Hannover Messe: Motorless pumps and self-regulating valves made from ultrathin film
Engineers Philipp Linnebach (left) and Steffen Hau (right) from the research team led by Professor Stefan Seelecke with prototypes of a motorless pump (center) and a smart valve (front right) made from electroactive polymer film. Credit: Oliver Dietze

The valves and pumps being developed by the research group led by Professor Stefan Seelecke at Saarland University are made from electroactive silicone film and offer a lot more than just the typical 'open/close' or 'on/off' functionality. The researchers control the film electrically and can make it execute precise vibrations or pulses on demand, while also monitoring its exact position or shape. This responsiveness makes it possible to continuously vary the flow rate through a valve or continuously regulate the performance of a pump. Another feature of these film-based devices is that they can indicate if they have become blocked by a foreign body. As the researchers can shape the films to fit into almost any casing, the films can be used in a broad range of practical applications.

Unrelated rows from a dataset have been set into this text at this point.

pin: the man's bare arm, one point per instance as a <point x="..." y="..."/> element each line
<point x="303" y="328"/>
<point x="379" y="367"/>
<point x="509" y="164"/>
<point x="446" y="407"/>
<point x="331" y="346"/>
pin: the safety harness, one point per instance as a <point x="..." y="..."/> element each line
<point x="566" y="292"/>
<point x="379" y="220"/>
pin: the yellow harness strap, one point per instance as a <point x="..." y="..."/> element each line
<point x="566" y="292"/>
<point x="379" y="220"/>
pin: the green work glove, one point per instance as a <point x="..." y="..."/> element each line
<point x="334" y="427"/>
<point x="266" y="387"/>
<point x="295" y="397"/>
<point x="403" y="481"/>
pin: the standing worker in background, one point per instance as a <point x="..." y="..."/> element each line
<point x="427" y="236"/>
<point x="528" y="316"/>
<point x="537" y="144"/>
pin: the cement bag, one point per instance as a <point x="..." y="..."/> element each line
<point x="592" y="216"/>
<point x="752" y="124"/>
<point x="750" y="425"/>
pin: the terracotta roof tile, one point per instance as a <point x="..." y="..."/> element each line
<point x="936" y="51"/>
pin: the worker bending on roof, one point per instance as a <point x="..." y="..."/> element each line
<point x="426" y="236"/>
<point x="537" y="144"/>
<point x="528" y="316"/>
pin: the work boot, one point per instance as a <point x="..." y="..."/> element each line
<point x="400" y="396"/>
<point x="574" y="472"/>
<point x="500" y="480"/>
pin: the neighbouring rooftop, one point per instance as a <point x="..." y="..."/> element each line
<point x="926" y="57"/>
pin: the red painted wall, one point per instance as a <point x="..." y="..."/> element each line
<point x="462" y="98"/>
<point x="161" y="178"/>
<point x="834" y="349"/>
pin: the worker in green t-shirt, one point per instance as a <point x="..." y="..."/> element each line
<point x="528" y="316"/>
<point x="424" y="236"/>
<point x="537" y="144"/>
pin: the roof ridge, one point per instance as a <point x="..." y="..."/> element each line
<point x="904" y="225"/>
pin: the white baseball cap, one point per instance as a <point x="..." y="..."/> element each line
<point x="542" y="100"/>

The team will be at this year's Hannover Messe, where they will be demonstrating their technology at the Saarland Research and Innovation Stand (Hall 2, Stand B46).

The failure of small valves or pumps in a large industrial plant can cause major problems for the maintenance and repair teams. It can take quite a time before the faulty component has been tracked down. And this can be all the more problematic if the fault took time to make itself felt; the longer it takes to find a fault, the greater the potential damage to the plant. If, for example, a foreign body becomes trapped in a valve and the valve doesn't close properly as a result, it can take time before operators are aware of the malfunction.

Thankfully, this situation does not arise with the novel pumps and valves that have been developed by Professor Stefan Seelecke and his research team at Saarland University. 'Our devices are able to communicate their status and their activity in real time. For instance, the valve can tell us not only whether it is open or closed, but exactly how far open it is. If it can't close because of the presence of a foreign body, it can also communicate this fact to us,' explains Professor Seelecke.

The valves and pumps created by the Saarbrücken research group are made from a thin silicone film that is printed on both sides with an electrically conducting material. Scientists refer to these materials as dielectric elastomers. 'If we apply a voltage to the film, it generates an electrostatic attractive force that compresses the film, causing it to expand out sideways,' says Steffen Hau, a Ph.D. engineer working in Seelecke's team. By altering the applied electric field in a controlled manner, the engineers can make the film undergo high-frequency vibrations or continuously variable flexing motions. Effectively, the film can adopt almost any required position or orientation. 'These properties mean that the film can be used to design novel drive systems,' explains Hau.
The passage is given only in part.